AMCS Validator
Evaluates composed artifacts (lyrics, style, producer notes) against the blueprint's scoring rubric to determine if the composition meets quality thresholds. If scores fall below the threshold (min_total < 0.85), the workflow transitions to the FIX loop.
When to Use
Invoke this skill after COMPOSE completes.

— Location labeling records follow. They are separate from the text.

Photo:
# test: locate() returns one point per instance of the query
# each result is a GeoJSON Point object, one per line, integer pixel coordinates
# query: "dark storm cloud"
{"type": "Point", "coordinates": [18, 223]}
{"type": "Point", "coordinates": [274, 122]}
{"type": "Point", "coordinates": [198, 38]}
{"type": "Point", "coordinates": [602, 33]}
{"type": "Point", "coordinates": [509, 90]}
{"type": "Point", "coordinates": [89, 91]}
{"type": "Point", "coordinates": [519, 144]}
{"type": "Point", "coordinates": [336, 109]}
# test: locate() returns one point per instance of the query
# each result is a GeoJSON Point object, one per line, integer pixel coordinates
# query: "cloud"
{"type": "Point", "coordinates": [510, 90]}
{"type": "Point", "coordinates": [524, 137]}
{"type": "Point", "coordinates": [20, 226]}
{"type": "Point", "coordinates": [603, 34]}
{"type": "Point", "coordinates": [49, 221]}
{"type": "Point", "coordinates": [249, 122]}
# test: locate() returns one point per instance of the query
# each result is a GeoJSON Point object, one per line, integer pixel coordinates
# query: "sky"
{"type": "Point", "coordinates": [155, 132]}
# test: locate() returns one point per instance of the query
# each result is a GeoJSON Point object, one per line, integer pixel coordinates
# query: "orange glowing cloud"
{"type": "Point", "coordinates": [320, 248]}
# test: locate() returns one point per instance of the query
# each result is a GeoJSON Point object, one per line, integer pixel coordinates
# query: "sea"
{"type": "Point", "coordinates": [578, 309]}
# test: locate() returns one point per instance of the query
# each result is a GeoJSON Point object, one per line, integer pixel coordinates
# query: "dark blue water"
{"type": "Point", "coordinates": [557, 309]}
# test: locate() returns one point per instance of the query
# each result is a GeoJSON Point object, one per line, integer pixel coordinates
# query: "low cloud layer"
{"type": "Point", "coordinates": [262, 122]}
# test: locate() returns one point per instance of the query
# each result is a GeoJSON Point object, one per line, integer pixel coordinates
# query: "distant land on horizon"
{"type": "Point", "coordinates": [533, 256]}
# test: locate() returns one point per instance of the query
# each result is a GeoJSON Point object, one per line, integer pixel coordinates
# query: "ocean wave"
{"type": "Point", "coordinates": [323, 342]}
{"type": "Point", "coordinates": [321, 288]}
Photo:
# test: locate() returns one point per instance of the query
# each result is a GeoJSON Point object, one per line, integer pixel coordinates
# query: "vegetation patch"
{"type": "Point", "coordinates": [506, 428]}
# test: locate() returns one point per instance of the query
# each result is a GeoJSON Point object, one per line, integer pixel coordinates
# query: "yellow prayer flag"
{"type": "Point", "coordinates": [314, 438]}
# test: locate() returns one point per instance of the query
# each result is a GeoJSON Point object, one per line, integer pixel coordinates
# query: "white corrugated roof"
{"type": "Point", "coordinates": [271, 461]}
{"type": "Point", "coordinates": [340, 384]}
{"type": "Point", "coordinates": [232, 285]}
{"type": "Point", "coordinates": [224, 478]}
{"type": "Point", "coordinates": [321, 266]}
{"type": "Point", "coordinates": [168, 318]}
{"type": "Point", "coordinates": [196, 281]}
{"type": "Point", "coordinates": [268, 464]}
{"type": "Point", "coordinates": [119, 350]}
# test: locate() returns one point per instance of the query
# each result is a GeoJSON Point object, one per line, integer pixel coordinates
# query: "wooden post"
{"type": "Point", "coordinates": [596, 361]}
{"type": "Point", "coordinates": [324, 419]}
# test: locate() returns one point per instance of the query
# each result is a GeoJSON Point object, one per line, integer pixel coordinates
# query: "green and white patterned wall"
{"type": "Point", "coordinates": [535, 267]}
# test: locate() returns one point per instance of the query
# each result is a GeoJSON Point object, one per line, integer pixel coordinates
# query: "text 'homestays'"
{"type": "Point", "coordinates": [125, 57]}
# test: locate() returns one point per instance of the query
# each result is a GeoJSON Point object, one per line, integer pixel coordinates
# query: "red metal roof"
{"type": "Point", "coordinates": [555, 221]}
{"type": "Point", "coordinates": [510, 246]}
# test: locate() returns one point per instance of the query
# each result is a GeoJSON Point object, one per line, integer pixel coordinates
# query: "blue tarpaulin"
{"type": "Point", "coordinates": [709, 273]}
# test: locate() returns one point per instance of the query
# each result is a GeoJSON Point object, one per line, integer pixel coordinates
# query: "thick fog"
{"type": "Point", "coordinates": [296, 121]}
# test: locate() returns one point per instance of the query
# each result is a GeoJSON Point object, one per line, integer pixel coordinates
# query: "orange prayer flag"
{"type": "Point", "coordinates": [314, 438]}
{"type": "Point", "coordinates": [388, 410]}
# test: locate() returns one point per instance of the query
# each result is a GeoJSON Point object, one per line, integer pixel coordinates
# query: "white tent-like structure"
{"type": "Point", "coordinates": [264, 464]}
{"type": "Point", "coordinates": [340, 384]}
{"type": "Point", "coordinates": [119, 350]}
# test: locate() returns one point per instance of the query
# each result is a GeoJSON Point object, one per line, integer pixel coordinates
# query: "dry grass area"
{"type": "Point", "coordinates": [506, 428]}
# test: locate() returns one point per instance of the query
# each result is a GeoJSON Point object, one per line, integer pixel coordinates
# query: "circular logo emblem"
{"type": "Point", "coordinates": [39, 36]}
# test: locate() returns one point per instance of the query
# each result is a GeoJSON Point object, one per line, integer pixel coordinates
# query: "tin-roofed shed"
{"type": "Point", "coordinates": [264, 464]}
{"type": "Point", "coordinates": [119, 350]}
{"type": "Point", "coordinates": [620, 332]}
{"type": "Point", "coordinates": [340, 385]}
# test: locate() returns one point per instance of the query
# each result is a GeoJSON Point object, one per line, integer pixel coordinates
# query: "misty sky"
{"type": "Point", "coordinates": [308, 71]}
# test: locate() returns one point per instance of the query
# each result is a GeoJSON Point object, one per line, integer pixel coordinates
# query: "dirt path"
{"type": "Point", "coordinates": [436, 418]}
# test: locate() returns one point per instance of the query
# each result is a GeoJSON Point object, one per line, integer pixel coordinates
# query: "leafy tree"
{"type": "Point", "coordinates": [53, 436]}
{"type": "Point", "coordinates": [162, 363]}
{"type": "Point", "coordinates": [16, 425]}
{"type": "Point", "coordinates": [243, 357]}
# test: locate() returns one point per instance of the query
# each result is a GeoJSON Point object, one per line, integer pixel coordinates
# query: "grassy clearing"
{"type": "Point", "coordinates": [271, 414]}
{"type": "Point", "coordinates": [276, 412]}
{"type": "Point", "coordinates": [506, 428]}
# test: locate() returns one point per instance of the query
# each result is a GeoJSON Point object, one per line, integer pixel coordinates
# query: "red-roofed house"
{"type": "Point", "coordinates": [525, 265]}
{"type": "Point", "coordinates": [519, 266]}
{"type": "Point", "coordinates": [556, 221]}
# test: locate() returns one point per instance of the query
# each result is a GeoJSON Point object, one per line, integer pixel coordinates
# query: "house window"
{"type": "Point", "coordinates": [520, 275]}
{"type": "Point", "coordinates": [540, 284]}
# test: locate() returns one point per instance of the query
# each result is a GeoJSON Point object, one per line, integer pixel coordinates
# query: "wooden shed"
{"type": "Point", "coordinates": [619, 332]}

This is the quality gate before RENDER.
Input Contract
inputs:
- name: lyrics
type: string
required: true
description: Complete lyrics with section markers
- name: style
type: amcs://schemas/style-1.0.json
required: true
description: Validated style specification
- name: producer_notes
type: amcs://schemas/producer-notes-1.0.json
required: true
description: Production arrangement and mix guidance
- name: blueprint
type: amcs://schemas/blueprint-1.0.json
required: true
description: Genre-specific rules and scoring rubric
- name: composed_prompt
type: amcs://schemas/composed-prompt-0.2.json
required: false
description: Optional composed prompt for additional validation
- name: seed
type: integer
required: true
description: Determinism seed (use seed+5 for this node)
Output Contract
outputs:
- name: scores
type: object
description: |
Scoring breakdown:
- total: Weighted average score (0-1)
- hook_density: Hook repetition score (0-1, target ≥ 0.7)
- singability: Syllable/meter consistency (0-1, target ≥ 0.8)
- rhyme_tightness: Rhyme scheme adherence (0-1, target ≥ 0.75)
- section_completeness: Required sections present (0-1, target 1.0)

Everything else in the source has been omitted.